The Irish Independent notes that Tallaght computer manual printer Microprint is to close its doors in April, with the loss of 130 jobs. The company cited declining volumes in the computer manual market, uncertainty over contracts, competition from UK-based magazine printers and a high cost-base as the key reasons for its decision to close.
The Irish Examiner reports that bookmaker Paddy Power grew its online betting turnover by one-fifth to EUR629.7 million in 2007, with online operating profit rising by 36 percent to EUR32 million. The number of customers using its internet sites last year rose by 32 percent to just over 145,000 people.
Separately, the paper says that online gambling continues to flourish in Ireland, with betting exchange Betfair having a turnover of EUR15 million in the year to April 2007, a figure expected to rise significantly. Betfair expects to double its Irish business between April of 2005 and 2008.
The paper also says that Ticketmaster is raking in money from sold-out concerts by re-selling tickets on its own auction website -- despite condemning fans for doing the same a year ago. Last year, online and box-office ticket-seller Ticketmaster threatened to invalidate any music or sporting tickets sold at inflated prices on auction websites such as eBay. But now Ticketmaster has purchased GetMeIn.com, a re-sale website allowing fans to buy and sell hard-to-find tickets for must-see events.
According to the Wall Street Journal, Mitsubishi Electric has said it will pull out of its unprofitable mobile phone business. The conglomerate, which expects to book JPY100 billion in revenue from the business in the fiscal year ending this month, said it will cease developing products. The move will result in a JPY17 billion hit. Other manufacturers are expected to follow suit.
The paper also notes that Apple's stock sank on Monday after two analysts lowered their price targets for Apple shares. Apple shares lost 2.6 percent, falling to USD121.73 on the Nasdaq after analysts from Banc of America Securities and RBC Capital Markets lowered their price targets. RBC analyst Mike Abramsky said the launch of Apple's 3G iPhone this summer could be delayed by operators' testing and fine-tuning of the product. Banc of America Securities analyst Scott Craig also lowered sales estimates for both the iPod and the iPhone in the fiscal second quarter, pointing to continuing consumer and production weakness.

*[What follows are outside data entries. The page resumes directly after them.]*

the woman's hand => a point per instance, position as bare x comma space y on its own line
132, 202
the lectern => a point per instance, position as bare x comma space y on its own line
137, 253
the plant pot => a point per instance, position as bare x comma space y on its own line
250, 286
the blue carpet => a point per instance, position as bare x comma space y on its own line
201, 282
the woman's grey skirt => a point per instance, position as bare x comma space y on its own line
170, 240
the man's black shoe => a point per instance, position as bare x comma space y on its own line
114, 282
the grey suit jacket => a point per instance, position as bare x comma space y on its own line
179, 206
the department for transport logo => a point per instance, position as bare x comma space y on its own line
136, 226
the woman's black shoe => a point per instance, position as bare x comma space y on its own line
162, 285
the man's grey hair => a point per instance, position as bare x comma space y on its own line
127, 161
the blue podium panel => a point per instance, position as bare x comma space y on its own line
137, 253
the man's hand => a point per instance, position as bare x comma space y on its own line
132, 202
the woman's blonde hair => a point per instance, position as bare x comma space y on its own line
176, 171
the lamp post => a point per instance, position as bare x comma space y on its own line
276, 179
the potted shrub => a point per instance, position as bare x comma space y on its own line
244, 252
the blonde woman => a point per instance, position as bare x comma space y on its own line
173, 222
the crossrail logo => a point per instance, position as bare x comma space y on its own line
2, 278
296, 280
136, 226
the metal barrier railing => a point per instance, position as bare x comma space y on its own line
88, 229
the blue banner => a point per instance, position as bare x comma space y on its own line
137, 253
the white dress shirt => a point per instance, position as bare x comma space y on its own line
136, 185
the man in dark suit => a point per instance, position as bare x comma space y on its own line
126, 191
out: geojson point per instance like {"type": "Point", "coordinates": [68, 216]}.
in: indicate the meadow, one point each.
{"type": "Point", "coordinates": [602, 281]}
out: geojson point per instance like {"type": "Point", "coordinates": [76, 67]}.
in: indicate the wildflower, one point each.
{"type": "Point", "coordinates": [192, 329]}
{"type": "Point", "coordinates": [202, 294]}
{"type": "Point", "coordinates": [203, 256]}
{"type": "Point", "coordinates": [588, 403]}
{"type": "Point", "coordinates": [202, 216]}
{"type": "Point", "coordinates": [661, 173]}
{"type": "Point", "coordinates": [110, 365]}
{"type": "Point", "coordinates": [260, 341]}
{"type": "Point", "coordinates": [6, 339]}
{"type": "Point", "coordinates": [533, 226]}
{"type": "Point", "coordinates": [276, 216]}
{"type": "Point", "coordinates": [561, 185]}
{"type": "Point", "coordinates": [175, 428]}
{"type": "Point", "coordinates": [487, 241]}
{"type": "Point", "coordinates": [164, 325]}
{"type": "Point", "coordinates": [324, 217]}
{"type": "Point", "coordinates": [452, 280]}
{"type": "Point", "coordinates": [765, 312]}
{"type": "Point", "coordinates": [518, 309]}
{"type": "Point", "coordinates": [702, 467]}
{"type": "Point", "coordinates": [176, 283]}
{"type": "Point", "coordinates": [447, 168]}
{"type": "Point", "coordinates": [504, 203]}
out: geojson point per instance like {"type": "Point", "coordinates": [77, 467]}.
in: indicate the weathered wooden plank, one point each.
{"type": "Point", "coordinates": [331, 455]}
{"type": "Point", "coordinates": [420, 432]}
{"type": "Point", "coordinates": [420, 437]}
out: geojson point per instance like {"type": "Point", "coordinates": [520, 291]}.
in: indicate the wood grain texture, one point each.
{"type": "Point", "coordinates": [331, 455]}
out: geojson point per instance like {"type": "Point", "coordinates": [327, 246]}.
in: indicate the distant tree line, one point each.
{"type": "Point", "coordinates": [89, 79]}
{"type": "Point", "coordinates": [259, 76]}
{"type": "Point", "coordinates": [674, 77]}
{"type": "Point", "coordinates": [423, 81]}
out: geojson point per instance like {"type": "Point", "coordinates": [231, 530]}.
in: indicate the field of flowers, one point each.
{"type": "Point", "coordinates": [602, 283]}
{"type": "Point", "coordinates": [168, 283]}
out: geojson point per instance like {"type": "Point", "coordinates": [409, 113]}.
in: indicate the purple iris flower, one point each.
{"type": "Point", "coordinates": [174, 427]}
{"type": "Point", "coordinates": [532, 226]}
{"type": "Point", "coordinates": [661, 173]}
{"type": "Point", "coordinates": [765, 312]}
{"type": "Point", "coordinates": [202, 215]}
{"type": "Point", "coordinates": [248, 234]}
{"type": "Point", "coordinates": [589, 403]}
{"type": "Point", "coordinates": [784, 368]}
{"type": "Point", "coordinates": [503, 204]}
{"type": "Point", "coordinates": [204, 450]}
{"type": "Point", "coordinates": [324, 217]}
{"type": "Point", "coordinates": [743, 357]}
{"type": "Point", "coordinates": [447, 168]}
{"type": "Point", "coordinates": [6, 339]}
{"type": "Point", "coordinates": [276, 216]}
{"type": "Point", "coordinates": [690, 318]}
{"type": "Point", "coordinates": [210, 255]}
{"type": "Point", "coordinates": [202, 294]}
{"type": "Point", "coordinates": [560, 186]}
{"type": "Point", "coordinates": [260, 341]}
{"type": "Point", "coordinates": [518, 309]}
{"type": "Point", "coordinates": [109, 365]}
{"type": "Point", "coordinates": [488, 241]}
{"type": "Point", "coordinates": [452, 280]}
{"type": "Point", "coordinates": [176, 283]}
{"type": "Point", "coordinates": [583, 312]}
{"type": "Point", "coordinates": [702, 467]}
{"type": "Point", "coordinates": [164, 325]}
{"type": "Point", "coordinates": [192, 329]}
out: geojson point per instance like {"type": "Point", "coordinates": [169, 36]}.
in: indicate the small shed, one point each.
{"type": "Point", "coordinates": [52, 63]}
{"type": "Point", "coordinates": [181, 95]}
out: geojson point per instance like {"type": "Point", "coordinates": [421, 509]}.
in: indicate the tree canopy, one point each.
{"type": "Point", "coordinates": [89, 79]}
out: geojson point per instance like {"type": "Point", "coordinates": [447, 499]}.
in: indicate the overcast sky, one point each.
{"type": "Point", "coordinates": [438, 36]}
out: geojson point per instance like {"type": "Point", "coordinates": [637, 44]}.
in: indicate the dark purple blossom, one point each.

The paper also reports that Intel reduced its gross profit margin forecast for the first quarter, blaming lower prices for flash memory chips. Intel said it now expects its first quarter gross profit margin to be 54 percent, plus or minus a percentage point, compared with a forecast in mid-January of 56 percent, plus or minus a couple of points. Intel's shares fell 3 percent in after-hours trading following the announcement.